Für viele jamaikanische Männer ist die Anschuldigung, schwul zu sein, die grösstmögliche Beleidigung. Dementsprechend wurden bei der letzten Wahlkampagne gegen alle politischen Führer entsprechende Vorwürfe von der Gegenseite erhoben.
In Jamaika ist homosexueller Geschlechtsverkehr ein Verbrechen. Analverkehr wird mit bis zu 10 Jahren Gefangenschaft mit harter Arbeit bestraft. Treffen kann das jeden, denn definiert wird das von jedem Polizisten selbst. So mancher landete in der Vergangenheit schon im Gefängnis für Händchenhalten, beschuldigt wegen grob unsittlichen Verhaltens. Wer 'batty boy' oder 'chi chi man' genannt wird, muss mit dem Schlimmsten rechnen.

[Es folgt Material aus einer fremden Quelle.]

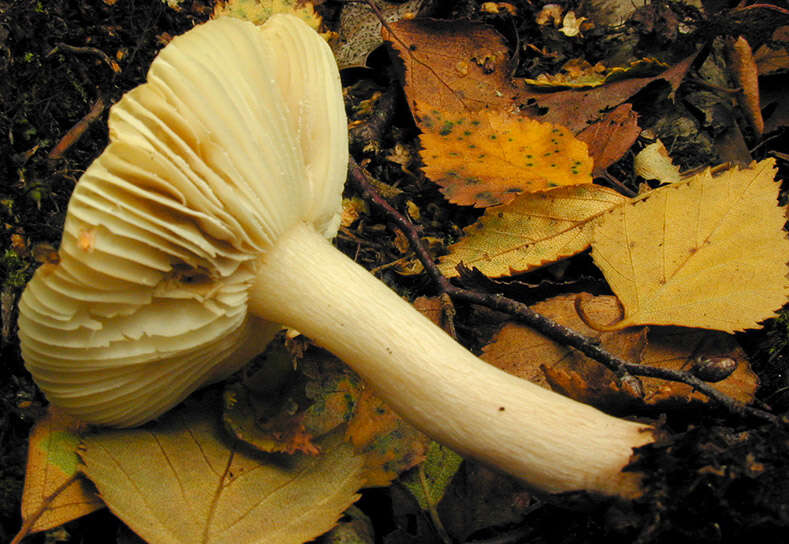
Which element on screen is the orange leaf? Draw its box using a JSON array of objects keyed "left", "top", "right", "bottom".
[
  {"left": 382, "top": 19, "right": 518, "bottom": 116},
  {"left": 420, "top": 109, "right": 592, "bottom": 207},
  {"left": 22, "top": 409, "right": 104, "bottom": 533},
  {"left": 439, "top": 183, "right": 628, "bottom": 277}
]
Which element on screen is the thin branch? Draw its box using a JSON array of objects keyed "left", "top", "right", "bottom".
[{"left": 349, "top": 160, "right": 782, "bottom": 423}]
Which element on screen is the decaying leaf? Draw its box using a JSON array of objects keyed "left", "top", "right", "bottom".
[
  {"left": 523, "top": 59, "right": 669, "bottom": 89},
  {"left": 578, "top": 104, "right": 641, "bottom": 177},
  {"left": 332, "top": 0, "right": 426, "bottom": 69},
  {"left": 482, "top": 295, "right": 758, "bottom": 410},
  {"left": 439, "top": 184, "right": 628, "bottom": 277},
  {"left": 345, "top": 389, "right": 430, "bottom": 487},
  {"left": 420, "top": 109, "right": 592, "bottom": 207},
  {"left": 80, "top": 395, "right": 364, "bottom": 544},
  {"left": 382, "top": 19, "right": 518, "bottom": 115},
  {"left": 400, "top": 442, "right": 463, "bottom": 510},
  {"left": 592, "top": 159, "right": 789, "bottom": 332},
  {"left": 22, "top": 408, "right": 104, "bottom": 533},
  {"left": 211, "top": 0, "right": 321, "bottom": 30},
  {"left": 633, "top": 140, "right": 680, "bottom": 183},
  {"left": 222, "top": 345, "right": 364, "bottom": 455}
]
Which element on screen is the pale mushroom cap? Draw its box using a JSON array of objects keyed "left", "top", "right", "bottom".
[{"left": 19, "top": 15, "right": 348, "bottom": 426}]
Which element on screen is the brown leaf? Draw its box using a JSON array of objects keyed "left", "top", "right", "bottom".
[
  {"left": 578, "top": 104, "right": 641, "bottom": 177},
  {"left": 22, "top": 409, "right": 104, "bottom": 533},
  {"left": 482, "top": 295, "right": 758, "bottom": 410},
  {"left": 439, "top": 184, "right": 628, "bottom": 277},
  {"left": 382, "top": 19, "right": 518, "bottom": 114},
  {"left": 81, "top": 395, "right": 364, "bottom": 544},
  {"left": 592, "top": 159, "right": 789, "bottom": 332},
  {"left": 420, "top": 106, "right": 592, "bottom": 207},
  {"left": 332, "top": 0, "right": 425, "bottom": 69}
]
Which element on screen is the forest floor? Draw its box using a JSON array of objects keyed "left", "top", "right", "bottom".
[{"left": 0, "top": 0, "right": 789, "bottom": 544}]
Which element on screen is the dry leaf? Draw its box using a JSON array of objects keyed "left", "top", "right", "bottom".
[
  {"left": 22, "top": 409, "right": 104, "bottom": 533},
  {"left": 420, "top": 106, "right": 592, "bottom": 207},
  {"left": 726, "top": 36, "right": 764, "bottom": 137},
  {"left": 578, "top": 104, "right": 641, "bottom": 177},
  {"left": 332, "top": 0, "right": 425, "bottom": 69},
  {"left": 592, "top": 159, "right": 789, "bottom": 332},
  {"left": 633, "top": 140, "right": 680, "bottom": 183},
  {"left": 382, "top": 19, "right": 518, "bottom": 115},
  {"left": 439, "top": 184, "right": 628, "bottom": 277},
  {"left": 482, "top": 295, "right": 758, "bottom": 410},
  {"left": 81, "top": 395, "right": 364, "bottom": 544}
]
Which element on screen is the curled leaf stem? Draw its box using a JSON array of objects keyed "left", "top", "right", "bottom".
[{"left": 349, "top": 159, "right": 785, "bottom": 424}]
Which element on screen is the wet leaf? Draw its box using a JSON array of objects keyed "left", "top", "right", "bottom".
[
  {"left": 345, "top": 389, "right": 430, "bottom": 487},
  {"left": 80, "top": 395, "right": 364, "bottom": 544},
  {"left": 592, "top": 159, "right": 789, "bottom": 332},
  {"left": 22, "top": 409, "right": 104, "bottom": 533},
  {"left": 439, "top": 184, "right": 628, "bottom": 277},
  {"left": 400, "top": 442, "right": 463, "bottom": 510},
  {"left": 420, "top": 109, "right": 592, "bottom": 207},
  {"left": 523, "top": 59, "right": 669, "bottom": 89},
  {"left": 223, "top": 346, "right": 364, "bottom": 455}
]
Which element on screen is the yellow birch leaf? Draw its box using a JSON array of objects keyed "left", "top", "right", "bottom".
[
  {"left": 592, "top": 159, "right": 789, "bottom": 332},
  {"left": 439, "top": 184, "right": 628, "bottom": 277},
  {"left": 419, "top": 106, "right": 592, "bottom": 207},
  {"left": 22, "top": 410, "right": 104, "bottom": 533},
  {"left": 80, "top": 395, "right": 364, "bottom": 544}
]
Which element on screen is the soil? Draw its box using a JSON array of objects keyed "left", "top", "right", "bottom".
[{"left": 0, "top": 0, "right": 789, "bottom": 544}]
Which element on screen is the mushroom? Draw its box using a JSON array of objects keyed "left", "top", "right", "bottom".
[{"left": 19, "top": 15, "right": 654, "bottom": 497}]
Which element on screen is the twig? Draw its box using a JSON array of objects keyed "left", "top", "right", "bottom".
[
  {"left": 47, "top": 96, "right": 105, "bottom": 160},
  {"left": 349, "top": 160, "right": 782, "bottom": 423},
  {"left": 47, "top": 42, "right": 121, "bottom": 74}
]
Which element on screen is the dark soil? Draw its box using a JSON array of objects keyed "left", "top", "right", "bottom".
[{"left": 0, "top": 0, "right": 789, "bottom": 544}]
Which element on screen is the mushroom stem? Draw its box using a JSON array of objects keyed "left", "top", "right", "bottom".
[{"left": 249, "top": 223, "right": 654, "bottom": 498}]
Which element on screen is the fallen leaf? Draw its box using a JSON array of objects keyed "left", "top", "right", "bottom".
[
  {"left": 400, "top": 442, "right": 463, "bottom": 510},
  {"left": 578, "top": 104, "right": 641, "bottom": 177},
  {"left": 80, "top": 394, "right": 364, "bottom": 544},
  {"left": 382, "top": 19, "right": 518, "bottom": 116},
  {"left": 22, "top": 408, "right": 104, "bottom": 533},
  {"left": 439, "top": 184, "right": 628, "bottom": 277},
  {"left": 332, "top": 0, "right": 425, "bottom": 69},
  {"left": 420, "top": 106, "right": 592, "bottom": 207},
  {"left": 592, "top": 159, "right": 789, "bottom": 332},
  {"left": 633, "top": 140, "right": 680, "bottom": 183},
  {"left": 523, "top": 58, "right": 669, "bottom": 89},
  {"left": 345, "top": 389, "right": 430, "bottom": 487},
  {"left": 222, "top": 345, "right": 364, "bottom": 455},
  {"left": 482, "top": 294, "right": 759, "bottom": 410}
]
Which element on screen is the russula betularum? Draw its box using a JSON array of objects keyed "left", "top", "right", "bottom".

Nachdem David einmal in einer Cruisinggegend ein Messer in den Rücken gestochen worden war, weigerte sich die Taxifahrer, "the faggot" ins Krankenhaus zu transportieren.
Eine der einflussreichsten Radiotalkshows des Landes hetzte kürzlich: "Sie möchten unsere Kinder verderben und ihnen erklären, ist sei o.k., unmoralisch und eklig zu leben". Jamaikas Präsident P.J. Patterson setzte letztes Jahr den Ausschluss von Schwulen bei den Pfadfindern durch und erklärte weiterhin, mit seiner Regierung werde es die von "Amnesty International vorangetriebene Legalisierung von Homosexualität" jedenfalls nicht geben. 1997 versuchten Kingstoner Gefängnisbehörden, Kondome an die Insassen zu verteilen. Der Versuch endete in einer Gefängnisrevolte, bei der 16 angebliche Schwule ermordet und 40 weitere ebenfalls angebliche Schwule verletzt wurden.
David berichtete über jamaikanische Gefängnisse: Er wurde "des Analverkehrs verdächtigt". Der Polizist stiess ihn in eine Gemeinschaftszelle mit 15 anderen Gefangenen mit den Worten: "Geh rein ‚batty boy" Innerhalb von Sekunden wurde David bewusstlos geschlagen, verlor für immer sein Gehör auf einem Ohr.
Letzte Woche bekam David in Großbritannien Asyl aufgrund der britischen Einsicht, dass Homophobie in Jamaika eine "Bedrohung" für Leib und Leben darstelle.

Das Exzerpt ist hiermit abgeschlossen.